- Check Point’s 2026 Cloud Security Report warns that AI is overwhelming cloud defenses
- While 77% have updated cloud strategies, only 26% have architectures capable of enforcing them
- Researchers call for a unified, prevention-first architecture
Artificial intelligence is cracking cloud security at a rapid rate, and security teams just can’t keep up. This is one of the conclusions of the “2026 Cloud Security Report: Enter the AI Era”, a new in-depth report published by Check Point Software Technologies.
In the report, shared with TechRadar Pro earlier this week, Check Point claims that companies are aware of the risks AI poses in the wrong hands, but simply don’t have the means to deal with it. Apparently, in response to AI, 77% of organizations have updated their cloud security strategy this year, but only a quarter (26%) have the architecture to actually enforce it.

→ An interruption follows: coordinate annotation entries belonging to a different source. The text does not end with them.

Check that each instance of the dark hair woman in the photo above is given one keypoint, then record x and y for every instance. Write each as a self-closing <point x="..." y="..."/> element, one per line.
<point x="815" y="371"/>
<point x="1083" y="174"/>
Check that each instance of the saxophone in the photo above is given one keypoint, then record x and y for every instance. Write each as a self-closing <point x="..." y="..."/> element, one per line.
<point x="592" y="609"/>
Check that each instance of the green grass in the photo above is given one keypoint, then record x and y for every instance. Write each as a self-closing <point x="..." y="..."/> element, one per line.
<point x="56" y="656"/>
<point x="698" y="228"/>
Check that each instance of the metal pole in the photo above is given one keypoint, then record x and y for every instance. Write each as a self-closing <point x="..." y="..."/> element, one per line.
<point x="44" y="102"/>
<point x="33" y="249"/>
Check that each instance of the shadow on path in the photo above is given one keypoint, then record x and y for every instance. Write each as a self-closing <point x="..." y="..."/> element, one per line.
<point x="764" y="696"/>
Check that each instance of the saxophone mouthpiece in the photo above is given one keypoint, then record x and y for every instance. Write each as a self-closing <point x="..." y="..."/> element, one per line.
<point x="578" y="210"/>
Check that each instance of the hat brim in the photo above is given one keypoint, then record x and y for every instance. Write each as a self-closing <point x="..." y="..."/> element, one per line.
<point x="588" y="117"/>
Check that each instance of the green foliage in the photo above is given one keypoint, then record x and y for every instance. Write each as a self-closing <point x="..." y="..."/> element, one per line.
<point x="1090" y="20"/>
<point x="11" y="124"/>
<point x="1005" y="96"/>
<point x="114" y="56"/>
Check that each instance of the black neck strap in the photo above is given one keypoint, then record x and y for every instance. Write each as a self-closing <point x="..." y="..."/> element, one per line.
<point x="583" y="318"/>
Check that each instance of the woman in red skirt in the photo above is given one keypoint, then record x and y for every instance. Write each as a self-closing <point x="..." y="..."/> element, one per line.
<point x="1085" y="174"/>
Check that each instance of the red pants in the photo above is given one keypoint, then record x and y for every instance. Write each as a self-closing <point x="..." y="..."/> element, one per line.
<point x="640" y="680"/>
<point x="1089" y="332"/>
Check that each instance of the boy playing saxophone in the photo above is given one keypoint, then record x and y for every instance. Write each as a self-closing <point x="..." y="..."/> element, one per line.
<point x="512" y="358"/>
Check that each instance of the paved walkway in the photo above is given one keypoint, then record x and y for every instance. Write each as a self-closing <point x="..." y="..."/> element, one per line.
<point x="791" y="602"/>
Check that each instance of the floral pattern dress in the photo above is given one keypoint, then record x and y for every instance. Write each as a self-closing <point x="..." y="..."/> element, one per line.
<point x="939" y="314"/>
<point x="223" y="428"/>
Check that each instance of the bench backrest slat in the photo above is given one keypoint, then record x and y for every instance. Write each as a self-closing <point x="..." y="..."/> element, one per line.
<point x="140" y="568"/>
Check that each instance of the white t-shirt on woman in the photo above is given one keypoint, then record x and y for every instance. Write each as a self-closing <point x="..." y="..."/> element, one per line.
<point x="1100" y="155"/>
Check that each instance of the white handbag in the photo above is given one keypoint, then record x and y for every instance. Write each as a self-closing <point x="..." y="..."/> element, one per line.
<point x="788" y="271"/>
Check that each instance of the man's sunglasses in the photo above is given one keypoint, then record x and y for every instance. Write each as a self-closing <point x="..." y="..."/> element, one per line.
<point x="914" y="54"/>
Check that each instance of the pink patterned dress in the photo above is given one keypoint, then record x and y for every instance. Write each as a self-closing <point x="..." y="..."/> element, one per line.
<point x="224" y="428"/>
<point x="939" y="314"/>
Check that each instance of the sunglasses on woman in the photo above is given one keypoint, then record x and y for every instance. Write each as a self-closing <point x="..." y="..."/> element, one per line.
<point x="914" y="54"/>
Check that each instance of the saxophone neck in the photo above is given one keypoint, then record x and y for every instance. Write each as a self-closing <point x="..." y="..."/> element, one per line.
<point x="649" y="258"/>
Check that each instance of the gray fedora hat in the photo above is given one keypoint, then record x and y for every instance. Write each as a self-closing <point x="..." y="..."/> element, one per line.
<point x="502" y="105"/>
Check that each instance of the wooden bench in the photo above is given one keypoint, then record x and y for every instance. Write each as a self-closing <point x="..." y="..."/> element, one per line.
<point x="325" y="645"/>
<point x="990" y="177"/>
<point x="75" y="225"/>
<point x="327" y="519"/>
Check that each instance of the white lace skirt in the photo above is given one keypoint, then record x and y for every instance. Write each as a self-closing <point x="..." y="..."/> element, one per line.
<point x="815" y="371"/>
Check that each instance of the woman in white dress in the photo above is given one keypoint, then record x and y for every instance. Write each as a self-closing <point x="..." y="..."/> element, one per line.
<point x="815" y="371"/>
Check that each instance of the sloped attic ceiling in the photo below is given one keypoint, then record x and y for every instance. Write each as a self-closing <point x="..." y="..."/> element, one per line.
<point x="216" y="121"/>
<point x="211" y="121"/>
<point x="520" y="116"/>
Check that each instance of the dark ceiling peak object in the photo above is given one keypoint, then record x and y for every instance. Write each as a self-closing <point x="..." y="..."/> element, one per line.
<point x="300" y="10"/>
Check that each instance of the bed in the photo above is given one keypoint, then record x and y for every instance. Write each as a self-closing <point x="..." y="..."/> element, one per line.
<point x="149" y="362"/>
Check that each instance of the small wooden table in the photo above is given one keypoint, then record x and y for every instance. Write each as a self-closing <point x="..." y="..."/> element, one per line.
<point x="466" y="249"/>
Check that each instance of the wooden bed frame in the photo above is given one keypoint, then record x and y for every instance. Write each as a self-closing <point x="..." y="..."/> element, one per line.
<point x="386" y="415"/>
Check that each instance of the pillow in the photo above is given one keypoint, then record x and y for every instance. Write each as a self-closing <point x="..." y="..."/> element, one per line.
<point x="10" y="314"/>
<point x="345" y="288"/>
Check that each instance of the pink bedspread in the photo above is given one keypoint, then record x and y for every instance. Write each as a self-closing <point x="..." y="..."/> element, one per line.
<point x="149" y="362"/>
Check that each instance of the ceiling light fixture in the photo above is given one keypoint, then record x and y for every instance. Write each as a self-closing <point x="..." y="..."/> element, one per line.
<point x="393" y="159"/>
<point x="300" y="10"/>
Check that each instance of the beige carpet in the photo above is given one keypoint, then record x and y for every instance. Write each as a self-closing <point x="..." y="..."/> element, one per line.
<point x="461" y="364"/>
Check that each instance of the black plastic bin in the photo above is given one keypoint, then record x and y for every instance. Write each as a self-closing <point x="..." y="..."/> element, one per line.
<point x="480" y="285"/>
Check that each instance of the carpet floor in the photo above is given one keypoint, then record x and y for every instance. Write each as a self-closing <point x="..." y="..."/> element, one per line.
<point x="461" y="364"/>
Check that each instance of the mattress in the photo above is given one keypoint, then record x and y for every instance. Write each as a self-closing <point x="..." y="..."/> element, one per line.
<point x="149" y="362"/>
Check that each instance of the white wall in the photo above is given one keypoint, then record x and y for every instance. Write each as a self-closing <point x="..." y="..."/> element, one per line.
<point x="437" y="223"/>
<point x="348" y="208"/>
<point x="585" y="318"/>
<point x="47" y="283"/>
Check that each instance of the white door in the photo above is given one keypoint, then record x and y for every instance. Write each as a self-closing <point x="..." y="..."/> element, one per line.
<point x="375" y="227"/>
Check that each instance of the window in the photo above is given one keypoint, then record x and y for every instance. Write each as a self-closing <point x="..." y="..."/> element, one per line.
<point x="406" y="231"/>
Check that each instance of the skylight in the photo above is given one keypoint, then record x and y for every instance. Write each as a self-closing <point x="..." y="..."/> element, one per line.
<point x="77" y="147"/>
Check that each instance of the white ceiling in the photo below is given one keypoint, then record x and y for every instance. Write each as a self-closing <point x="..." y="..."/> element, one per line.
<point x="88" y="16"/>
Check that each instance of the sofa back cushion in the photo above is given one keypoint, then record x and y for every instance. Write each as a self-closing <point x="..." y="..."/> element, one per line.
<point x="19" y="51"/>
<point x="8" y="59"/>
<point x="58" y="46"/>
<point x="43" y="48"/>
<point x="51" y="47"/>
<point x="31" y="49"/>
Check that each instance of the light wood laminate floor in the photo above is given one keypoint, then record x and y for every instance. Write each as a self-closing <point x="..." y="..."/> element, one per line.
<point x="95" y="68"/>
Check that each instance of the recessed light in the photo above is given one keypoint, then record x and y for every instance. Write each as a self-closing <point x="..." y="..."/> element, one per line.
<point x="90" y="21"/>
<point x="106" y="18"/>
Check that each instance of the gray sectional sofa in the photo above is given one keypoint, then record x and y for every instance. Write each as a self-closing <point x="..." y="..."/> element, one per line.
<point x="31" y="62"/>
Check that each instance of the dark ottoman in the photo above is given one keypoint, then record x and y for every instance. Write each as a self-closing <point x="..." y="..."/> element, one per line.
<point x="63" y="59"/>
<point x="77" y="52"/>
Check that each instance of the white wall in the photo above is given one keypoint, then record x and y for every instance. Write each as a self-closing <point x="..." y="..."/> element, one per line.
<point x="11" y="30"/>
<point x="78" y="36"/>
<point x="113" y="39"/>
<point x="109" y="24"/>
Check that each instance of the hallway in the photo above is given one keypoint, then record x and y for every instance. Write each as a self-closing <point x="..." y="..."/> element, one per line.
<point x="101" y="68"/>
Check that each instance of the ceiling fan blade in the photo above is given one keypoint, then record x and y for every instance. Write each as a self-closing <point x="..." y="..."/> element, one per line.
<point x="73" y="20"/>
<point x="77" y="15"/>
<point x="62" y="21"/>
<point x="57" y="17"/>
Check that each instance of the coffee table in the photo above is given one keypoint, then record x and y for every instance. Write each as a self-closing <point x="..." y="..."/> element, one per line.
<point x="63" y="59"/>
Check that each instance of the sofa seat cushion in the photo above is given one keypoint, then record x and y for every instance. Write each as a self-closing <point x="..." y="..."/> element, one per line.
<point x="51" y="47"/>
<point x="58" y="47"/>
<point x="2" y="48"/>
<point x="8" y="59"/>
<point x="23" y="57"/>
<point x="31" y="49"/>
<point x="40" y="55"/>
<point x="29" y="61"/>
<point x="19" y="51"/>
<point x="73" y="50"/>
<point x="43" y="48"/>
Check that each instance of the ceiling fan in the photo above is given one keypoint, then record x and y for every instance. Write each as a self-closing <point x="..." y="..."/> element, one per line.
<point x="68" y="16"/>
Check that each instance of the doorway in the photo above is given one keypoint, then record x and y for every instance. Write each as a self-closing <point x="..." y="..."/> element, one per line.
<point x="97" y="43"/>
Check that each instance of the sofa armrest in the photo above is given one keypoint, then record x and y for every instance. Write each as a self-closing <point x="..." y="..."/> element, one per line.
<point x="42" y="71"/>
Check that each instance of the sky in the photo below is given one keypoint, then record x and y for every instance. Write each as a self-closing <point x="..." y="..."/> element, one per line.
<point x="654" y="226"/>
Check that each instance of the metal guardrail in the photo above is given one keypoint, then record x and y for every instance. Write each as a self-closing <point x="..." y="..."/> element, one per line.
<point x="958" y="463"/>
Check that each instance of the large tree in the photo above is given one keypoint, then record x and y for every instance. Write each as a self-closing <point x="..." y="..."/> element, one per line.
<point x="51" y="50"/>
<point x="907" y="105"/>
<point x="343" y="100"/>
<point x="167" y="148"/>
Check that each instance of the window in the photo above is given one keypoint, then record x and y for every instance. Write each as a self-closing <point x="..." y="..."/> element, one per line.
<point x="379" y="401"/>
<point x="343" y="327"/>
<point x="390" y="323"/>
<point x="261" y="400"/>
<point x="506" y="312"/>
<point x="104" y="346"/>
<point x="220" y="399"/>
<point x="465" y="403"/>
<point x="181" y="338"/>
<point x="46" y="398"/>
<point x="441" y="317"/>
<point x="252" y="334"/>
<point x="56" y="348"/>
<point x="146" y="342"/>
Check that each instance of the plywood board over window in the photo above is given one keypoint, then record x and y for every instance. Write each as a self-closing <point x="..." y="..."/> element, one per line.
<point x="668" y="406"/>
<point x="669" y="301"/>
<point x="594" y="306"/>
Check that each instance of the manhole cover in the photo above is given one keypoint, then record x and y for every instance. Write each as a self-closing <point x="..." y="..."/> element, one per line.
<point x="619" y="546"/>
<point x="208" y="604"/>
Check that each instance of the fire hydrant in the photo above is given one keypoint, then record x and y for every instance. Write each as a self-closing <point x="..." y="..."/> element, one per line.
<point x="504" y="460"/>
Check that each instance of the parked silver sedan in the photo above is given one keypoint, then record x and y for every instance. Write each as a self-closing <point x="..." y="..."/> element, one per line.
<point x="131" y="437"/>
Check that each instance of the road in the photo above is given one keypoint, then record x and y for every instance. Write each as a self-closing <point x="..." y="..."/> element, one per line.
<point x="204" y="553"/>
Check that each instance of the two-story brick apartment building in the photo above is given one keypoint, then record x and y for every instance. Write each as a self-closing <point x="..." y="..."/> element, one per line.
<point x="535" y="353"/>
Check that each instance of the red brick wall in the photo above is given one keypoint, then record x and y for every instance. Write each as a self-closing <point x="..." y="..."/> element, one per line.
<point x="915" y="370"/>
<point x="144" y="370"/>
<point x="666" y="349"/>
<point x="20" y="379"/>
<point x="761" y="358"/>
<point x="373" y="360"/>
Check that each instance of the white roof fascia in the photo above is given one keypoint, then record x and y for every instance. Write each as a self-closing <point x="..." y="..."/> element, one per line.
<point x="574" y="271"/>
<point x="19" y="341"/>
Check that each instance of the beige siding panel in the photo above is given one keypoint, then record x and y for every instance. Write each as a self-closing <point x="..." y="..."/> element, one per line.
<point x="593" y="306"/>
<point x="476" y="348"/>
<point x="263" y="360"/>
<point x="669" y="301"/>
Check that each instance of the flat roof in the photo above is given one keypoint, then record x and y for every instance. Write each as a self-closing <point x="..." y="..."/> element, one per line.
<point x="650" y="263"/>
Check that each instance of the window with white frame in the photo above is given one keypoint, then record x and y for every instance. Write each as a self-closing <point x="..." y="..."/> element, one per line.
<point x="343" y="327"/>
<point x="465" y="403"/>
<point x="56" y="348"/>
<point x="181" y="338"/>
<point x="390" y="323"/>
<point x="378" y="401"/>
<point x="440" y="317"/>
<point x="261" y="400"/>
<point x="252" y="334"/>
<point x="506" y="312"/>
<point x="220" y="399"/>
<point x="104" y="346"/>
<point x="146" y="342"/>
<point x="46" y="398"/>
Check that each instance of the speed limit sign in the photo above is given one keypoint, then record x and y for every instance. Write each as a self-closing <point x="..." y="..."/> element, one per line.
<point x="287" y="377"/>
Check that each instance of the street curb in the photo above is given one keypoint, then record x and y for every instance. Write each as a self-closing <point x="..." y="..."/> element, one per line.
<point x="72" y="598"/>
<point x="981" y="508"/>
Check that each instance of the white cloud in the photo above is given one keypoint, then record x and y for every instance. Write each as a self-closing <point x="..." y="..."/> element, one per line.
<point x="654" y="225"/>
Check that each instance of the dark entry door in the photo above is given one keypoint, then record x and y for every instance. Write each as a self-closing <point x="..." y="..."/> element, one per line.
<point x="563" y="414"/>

At the same time, AI is increasingly being weaponized in phishing and malware attacks at speeds that “traditional security models” cannot respond to.
Surpasses architecture
“The impact is already measurable: 78% of organizations reported confirmed or suspected AI-related security incidents over the past year,” Check Point said.
“AI adoption has outpaced the architecture built to manage it. Agents act inside live systems; data moves through external AI services, and most businesses still lack the visibility and enforcement to keep pace,” commented Stuart Green, Cloud Solution Architect at Check Point. “Visibility, control and security must be present at every layer of the stack AI workloads will operate in.”
There are numerous challenges for companies, especially cloud-native environments, the report further emphasizes. In addition to infrastructure misalignment (52% of AI workloads span hybrid environments, yet 64% confirmed their architecture needs to be redesigned), there are serious perimeter gaps (76% rated data center security as critical to AI, but only 35% said it can support current trends), as well as performance challenges (only 25% can fully impact the performance of AI traffic).
Finally, there are issues with operational complexity (88% said AI increased security complexity), as well as issues with limited visibility (54% experienced an AI-related security incident, with 24% saying they could not confirm due to lack of visibility).
To mitigate these risks, enterprises need a unified, prevention-first architecture across cloud, data center, SaaS and endpoints, says Check Point.